I belong to the tiny subculture of polka fans, loving the music both genuinely and ironically, and believing this unjustly maligned and ignored music tradition is one of the great “underground” musical cultures in America. Imagine my delight, then, when I tuned in to The Late Show with Stephen Colbert recently and saw Jack Black — in a gaudy red suit and blond wig, emanating over-the-top-cheerful charisma — leading a crack polka band to promote the film The Polka King, which premiered at last year’s Sundance festival and had its Netflix debut on January 12.

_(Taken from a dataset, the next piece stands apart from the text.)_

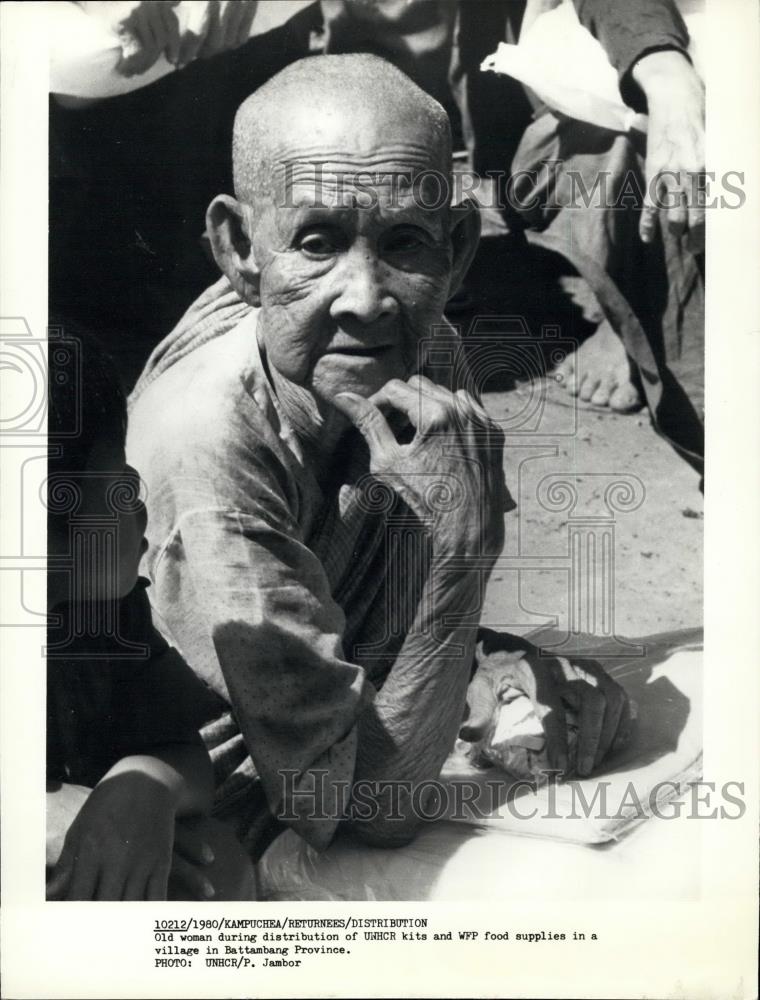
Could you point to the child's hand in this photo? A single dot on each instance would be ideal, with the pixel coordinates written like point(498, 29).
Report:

However, my delight was followed by semi-disappointment on the musical front when I watched the film the following night only to find that polka itself is mostly a backdrop and an incidental feature. Instead, The Polka King is more obsessed with another five-letter “p” word: “Ponzi.” Directed by Maya Forbes and written by Forbes and Wallace Wolodarsky, based on the documentary The Man Who Would Be Polka King, the film is the real-life story of determined (and ethically slippery) polka bandleader and Polish immigrant to Pennsylvania Jan Lewan (pronounced with the Americanizing hard “j” or without — he doesn’t care), so eager to assimilate into his adopted country’s lifestyle and enjoy its fruits that he almost accidentally segues into a life of fraud.

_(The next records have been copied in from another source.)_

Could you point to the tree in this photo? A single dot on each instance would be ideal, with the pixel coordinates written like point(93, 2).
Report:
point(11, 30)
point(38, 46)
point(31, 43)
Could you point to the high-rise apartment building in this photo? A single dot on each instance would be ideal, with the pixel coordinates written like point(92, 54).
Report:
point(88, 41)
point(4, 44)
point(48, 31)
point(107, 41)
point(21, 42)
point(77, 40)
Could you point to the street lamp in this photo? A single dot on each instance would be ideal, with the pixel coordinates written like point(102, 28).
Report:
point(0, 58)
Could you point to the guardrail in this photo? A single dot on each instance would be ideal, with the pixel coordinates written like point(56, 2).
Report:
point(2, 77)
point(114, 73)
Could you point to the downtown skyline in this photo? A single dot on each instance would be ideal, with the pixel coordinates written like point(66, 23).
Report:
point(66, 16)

“I have America up the wazoo,” says the charmingly upbeat and endearingly language-mangling Lewan (Jack Black). “All you have to do is believe.” His powerful belief in America, feeding the family, and upward mobility was lined with fraudulent investor duping, which landed him in prison in 2004. Thus, his story also takes on that pressing American-dream story — the one about dreams turned to disillusion on an epic scale.